Kendisini entelektüel işçi sınıfı olarak tanımlayan gizemli bir örgüt dönemin milyonerlerinden birine bir mektup gönderir, servetlerinin büyük bir kısmını ister, parayı alamadıkları zaman zarfı boyunca sivil insanların belli aralıklarla cinayete kurban gideceği bilgisini de eklerler. -Meğerse netflix'te dizisi varmış , gözü açık ispanyol dostlarımız yine bu tertemiz kurguyu kaçırmamışlar-
Gönderdikleri mektupta bütün zenginlerin servetlerinde kendilerinin de hak sahibi olduklarını belirtirler. Bu iddianın teorik arkaplanını ise şöyle açıklarlar: Sanayi devrimi ve buharın icadından sonra ortaya çıkan kapitalistler mülk edinme konusunda eski soyluları dahi geride bırakmışlardır. Eskinin Feodal Baronluğu dünyayı ateş ve kılıç ile talan etmiştir, günümüzün Sermaye Baronluğu ise yeryüzünün ekonomik güçlerini ellerine geçirip istediği gibi kullanmakta ve dünyayı sömürmektedir.Midas'ın Müritleri isimli örgütün üyeleri mevcut dünya düzeninde kendilerine biçilen ''ücretli kölelik'' rolüne razı değillerdir çünkü güçlülerin dünyasında akıllarıyla varolabilmek için gereken fırsat eşitliğinden yoksundurlar.

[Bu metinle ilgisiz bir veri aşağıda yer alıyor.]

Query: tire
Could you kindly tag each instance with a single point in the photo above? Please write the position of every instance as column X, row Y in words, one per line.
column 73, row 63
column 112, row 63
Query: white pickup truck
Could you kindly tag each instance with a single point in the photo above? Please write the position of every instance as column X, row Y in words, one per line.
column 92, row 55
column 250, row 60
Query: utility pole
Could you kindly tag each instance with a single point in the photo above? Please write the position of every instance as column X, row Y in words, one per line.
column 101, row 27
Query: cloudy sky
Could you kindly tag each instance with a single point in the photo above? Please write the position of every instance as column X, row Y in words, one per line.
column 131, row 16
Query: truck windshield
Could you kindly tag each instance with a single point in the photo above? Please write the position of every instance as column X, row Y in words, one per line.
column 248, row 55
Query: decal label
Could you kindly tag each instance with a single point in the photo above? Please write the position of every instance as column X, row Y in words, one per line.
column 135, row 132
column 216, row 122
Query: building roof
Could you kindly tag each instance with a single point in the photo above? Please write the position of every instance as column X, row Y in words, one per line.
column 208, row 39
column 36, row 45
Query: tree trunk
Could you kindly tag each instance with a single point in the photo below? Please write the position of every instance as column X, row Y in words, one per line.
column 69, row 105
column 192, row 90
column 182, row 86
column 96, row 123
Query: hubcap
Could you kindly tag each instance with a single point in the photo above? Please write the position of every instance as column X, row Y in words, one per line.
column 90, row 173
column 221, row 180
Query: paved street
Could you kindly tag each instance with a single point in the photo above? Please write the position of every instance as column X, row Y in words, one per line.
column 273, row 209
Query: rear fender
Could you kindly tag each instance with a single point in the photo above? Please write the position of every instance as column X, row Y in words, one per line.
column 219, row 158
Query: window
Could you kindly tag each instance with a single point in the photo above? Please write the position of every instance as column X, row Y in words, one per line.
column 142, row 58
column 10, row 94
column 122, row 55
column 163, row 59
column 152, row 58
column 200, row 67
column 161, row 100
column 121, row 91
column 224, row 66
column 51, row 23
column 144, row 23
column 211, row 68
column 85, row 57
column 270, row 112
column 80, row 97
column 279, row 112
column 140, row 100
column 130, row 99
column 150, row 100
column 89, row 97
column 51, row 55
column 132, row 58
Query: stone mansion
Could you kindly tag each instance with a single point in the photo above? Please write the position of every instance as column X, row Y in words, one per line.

''Dünyayı yöneten kas değil akıldır'' vurgusunda yazarın üzerindeki Spencer etkilerinden bahsedebiliriz. Herbert Spencer'ın doğal evrim teorisine göre güçlü olan zayıf olanı her zaman alt eder.-Darwin'in mekanik materyalizmini andırır türden- London'ın dünyasının sacayaklarından biri, yaşam mücadelesinde en güçlü olanın ayakta kalacağını savunan evrim kuramı.. Diğerleri şiddet tutkunluğu -bir döneminde yasak olduğu halde fok balığı avcılığı bile yapmış- ve her şeye rağmen canlı kalan ve ona bunca kitabı yazdıran sonsuz insan sevgisi bence.